I think there are three reasons for maintaining a rich menu:
- We do not know enough in most (if not all) domains related to teaching to identify ‘one best way’.
- The contextual complexity of the classroom means that local knowledge, situational awareness, and professional judgement will always be required.
- People are more satisfied with their lot if they have chosen it (as demonstrated in the experiment whereby participants were either offered tea or coffee, or told they could only have coffee. Those who would have chosen coffee anyway in the latter group rated their satisfaction with the coffee lower than those who got to choose).
A menu approach brings benefits to both novices and experts.
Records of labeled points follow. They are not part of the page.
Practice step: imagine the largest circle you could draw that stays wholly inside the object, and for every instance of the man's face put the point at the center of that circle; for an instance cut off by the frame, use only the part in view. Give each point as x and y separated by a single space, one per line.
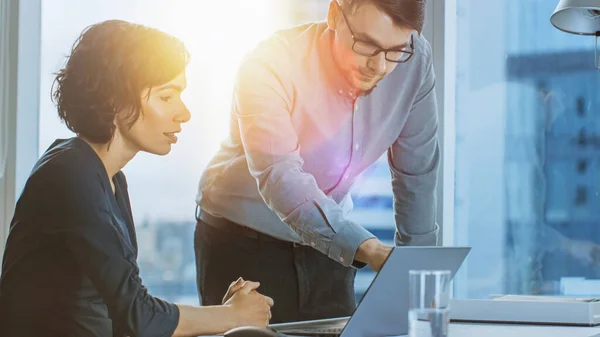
373 30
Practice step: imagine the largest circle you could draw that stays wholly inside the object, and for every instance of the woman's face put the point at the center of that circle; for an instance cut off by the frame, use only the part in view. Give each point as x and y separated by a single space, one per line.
160 120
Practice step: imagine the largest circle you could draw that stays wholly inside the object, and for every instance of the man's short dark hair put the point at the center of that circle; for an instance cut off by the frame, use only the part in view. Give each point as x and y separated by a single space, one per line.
405 13
110 65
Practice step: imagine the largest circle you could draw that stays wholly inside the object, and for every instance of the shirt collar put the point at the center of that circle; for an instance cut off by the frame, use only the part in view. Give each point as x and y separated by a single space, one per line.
332 71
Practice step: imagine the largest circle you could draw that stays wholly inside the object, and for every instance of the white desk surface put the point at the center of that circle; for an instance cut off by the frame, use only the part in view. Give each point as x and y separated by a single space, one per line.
518 330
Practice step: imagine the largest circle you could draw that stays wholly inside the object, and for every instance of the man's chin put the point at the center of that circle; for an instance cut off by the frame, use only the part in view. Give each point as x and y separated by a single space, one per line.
365 85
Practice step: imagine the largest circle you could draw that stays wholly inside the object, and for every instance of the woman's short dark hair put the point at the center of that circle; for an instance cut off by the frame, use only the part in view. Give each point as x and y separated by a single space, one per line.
110 65
405 13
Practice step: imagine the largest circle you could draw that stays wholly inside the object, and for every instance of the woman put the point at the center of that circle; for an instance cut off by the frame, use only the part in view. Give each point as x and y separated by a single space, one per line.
70 262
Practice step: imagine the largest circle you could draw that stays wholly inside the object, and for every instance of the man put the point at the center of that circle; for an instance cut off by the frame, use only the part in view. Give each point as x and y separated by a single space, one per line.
314 106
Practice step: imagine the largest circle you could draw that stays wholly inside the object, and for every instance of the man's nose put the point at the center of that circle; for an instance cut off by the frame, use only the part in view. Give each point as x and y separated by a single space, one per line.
377 63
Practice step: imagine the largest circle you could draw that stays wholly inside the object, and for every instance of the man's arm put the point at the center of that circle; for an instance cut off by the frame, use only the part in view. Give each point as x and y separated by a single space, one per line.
414 161
264 96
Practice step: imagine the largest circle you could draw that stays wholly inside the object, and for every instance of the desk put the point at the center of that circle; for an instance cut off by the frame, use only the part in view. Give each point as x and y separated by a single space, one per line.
519 330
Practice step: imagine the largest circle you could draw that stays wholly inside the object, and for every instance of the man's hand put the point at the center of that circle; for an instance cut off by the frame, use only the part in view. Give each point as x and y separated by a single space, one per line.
374 253
233 288
250 307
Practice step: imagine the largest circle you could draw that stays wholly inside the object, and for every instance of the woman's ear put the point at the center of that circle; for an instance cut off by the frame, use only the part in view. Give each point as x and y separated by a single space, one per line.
332 15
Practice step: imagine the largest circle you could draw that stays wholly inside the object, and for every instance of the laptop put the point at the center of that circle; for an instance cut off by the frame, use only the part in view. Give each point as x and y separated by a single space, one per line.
383 310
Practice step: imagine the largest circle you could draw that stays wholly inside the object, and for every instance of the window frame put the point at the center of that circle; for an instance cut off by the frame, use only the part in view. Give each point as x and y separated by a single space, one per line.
23 112
23 22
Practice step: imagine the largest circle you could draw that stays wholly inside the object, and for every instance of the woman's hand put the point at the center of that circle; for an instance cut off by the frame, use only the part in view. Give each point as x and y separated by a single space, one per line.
249 306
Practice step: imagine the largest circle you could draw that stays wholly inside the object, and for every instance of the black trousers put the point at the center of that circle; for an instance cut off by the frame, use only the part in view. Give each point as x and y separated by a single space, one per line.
304 283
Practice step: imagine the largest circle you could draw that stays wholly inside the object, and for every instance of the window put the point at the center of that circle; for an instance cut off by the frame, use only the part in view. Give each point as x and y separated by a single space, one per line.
527 152
163 189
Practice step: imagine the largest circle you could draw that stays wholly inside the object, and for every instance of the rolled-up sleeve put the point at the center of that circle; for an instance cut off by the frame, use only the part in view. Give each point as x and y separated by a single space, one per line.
87 232
414 160
263 101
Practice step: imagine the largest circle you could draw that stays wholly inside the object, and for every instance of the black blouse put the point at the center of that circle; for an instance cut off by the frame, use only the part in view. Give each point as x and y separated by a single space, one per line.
70 267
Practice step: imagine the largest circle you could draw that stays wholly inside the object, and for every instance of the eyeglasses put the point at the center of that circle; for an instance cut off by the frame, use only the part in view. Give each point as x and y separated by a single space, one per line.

The novice teacher benefits from the system knowledge which has curated the menu. They can focus on building a repertoire of pedagogical approaches. More expert teachers can focus their energy on developing judgment about how to select and adapt their pedagogy. [Thanks to Sarah Cottinghatt’s ResearchED talk for these first two steps]. The most expert teachers can then be invited to innovate new dishes and curate the menu. This is what Ollie Lovell meant by ‘struggling at the right level’ (whom I quoted in my previous post).
Agency zone

I think the above image captures where I am at with my thinking on agency and alignment. On the left, we have ‘anything goes’, the Wild West where we fail to curate and codify our knowledge. On the right, we cater for the range of expertise in the system through an approach which values agency as a means by which alignment leads to better outcomes.
We need a language of alignment that is framed not in terms of what is lost but rather what there is to be gained. Professional agency speaks of informed choice, knowledge-building, and shared endeavour. It is a win-win social contract where everyone struggles at the appropriate level and positive liberty thrives over a destructive ‘anything goes’ philosophy. Let’s talk of trading up, not trading off.